For potential customers, he said, “There’s a sustainability angle for all of these end markets, as companies are trying to reduce their carbon footprint, and mycoprotein uses less water, land and energy than competing protein sources. In some markets such as aquaculture, we’ve also been getting a lot of data that the feed is beneficial to both salmon and shrimp.

“Other customers are interested in the vegan angle, while in petfood, they’re just looking for more high-quality protein.”

‘Remarkably straightforward’ downstream processing

As for the basic costs associated with running this kind of facility, he said, a biomass fermentation process (whereby you’re harvesting the microbes themselves) is cheaper than a precision fermentation process (whereby you’re engineering microbes to produce a target substance and then purifying that via a costly downstream processing operation).

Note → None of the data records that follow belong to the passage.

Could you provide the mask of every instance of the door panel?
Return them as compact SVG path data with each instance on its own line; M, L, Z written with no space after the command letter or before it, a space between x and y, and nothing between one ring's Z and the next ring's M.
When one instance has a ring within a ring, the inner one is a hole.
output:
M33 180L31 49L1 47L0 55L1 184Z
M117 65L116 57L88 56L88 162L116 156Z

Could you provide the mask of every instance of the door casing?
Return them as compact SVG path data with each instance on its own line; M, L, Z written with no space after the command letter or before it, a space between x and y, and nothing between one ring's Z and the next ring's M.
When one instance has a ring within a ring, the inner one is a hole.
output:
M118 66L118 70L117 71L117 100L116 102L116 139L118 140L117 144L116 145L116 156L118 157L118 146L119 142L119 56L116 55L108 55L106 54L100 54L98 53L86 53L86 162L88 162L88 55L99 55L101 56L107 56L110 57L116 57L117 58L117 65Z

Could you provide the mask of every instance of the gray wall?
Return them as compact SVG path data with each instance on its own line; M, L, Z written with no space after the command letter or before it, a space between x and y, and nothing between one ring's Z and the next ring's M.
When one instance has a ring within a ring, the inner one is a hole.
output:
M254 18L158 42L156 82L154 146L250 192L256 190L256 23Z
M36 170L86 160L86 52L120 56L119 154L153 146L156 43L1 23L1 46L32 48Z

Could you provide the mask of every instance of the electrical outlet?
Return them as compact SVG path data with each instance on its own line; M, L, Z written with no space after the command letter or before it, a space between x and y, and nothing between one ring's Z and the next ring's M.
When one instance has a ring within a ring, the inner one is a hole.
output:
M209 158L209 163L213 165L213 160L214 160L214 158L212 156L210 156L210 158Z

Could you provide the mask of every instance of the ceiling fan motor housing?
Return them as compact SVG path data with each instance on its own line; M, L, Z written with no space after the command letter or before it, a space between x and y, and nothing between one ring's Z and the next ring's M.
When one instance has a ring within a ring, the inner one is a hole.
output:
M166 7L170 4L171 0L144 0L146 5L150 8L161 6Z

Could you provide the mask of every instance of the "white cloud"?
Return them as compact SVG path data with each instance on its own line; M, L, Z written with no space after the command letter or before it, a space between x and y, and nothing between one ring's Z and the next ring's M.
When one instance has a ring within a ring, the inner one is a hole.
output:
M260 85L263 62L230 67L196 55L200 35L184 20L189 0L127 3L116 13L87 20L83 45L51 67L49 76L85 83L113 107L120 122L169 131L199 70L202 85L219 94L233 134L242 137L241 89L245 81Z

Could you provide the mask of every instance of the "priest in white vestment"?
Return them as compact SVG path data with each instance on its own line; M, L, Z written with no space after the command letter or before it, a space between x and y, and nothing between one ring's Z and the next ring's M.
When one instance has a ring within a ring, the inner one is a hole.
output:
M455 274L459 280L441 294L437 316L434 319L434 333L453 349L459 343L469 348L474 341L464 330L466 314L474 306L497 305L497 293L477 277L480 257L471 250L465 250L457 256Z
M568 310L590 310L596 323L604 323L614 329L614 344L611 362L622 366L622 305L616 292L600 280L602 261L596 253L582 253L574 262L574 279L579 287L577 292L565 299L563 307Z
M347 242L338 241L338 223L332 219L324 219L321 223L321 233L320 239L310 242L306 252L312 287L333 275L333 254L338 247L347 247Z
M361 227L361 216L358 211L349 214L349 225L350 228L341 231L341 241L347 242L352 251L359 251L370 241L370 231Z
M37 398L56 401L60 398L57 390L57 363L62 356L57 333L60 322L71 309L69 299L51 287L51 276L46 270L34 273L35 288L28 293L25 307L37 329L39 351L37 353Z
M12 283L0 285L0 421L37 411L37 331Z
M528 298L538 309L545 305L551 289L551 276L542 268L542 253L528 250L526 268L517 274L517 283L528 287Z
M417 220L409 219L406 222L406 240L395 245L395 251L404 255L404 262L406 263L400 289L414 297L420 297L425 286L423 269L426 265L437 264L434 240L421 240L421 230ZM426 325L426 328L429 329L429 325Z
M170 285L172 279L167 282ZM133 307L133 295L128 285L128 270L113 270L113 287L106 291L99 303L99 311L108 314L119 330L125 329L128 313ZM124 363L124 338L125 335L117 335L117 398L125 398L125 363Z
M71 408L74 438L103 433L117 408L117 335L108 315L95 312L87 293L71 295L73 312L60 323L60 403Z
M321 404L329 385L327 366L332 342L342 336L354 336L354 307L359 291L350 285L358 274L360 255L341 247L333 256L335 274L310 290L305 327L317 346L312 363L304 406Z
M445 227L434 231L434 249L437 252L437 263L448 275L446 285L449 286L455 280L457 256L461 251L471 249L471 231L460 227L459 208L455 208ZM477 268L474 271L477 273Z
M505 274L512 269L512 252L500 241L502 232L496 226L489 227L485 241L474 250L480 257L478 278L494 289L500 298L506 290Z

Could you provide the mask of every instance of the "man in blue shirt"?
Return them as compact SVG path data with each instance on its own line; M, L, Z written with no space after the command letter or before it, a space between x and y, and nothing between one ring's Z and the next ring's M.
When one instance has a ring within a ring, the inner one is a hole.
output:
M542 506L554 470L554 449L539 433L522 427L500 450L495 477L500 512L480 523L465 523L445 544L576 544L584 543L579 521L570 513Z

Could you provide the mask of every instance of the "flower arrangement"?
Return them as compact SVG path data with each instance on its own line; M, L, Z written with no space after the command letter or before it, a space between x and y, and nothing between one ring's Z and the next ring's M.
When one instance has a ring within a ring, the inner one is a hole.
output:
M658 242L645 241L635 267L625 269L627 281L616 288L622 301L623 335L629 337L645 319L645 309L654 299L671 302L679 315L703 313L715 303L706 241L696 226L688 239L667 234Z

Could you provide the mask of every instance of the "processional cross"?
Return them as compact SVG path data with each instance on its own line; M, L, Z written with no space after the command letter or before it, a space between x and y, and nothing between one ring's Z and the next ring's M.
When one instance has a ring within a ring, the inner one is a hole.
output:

But it’s still pretty pricey compared to a solid-state fermentation process (such as that deployed by Mush Foods and MyForest Foods) he acknowledged.

However, Enifer’s downstream process is “remarkably straightforward,” he added. “You have a solid/liquid separation step, then you dry it [the solids] into a fine powder for [human] food or make granules or pellets for [animal or pet] feed. It’s very easy compared to precision fermentation.”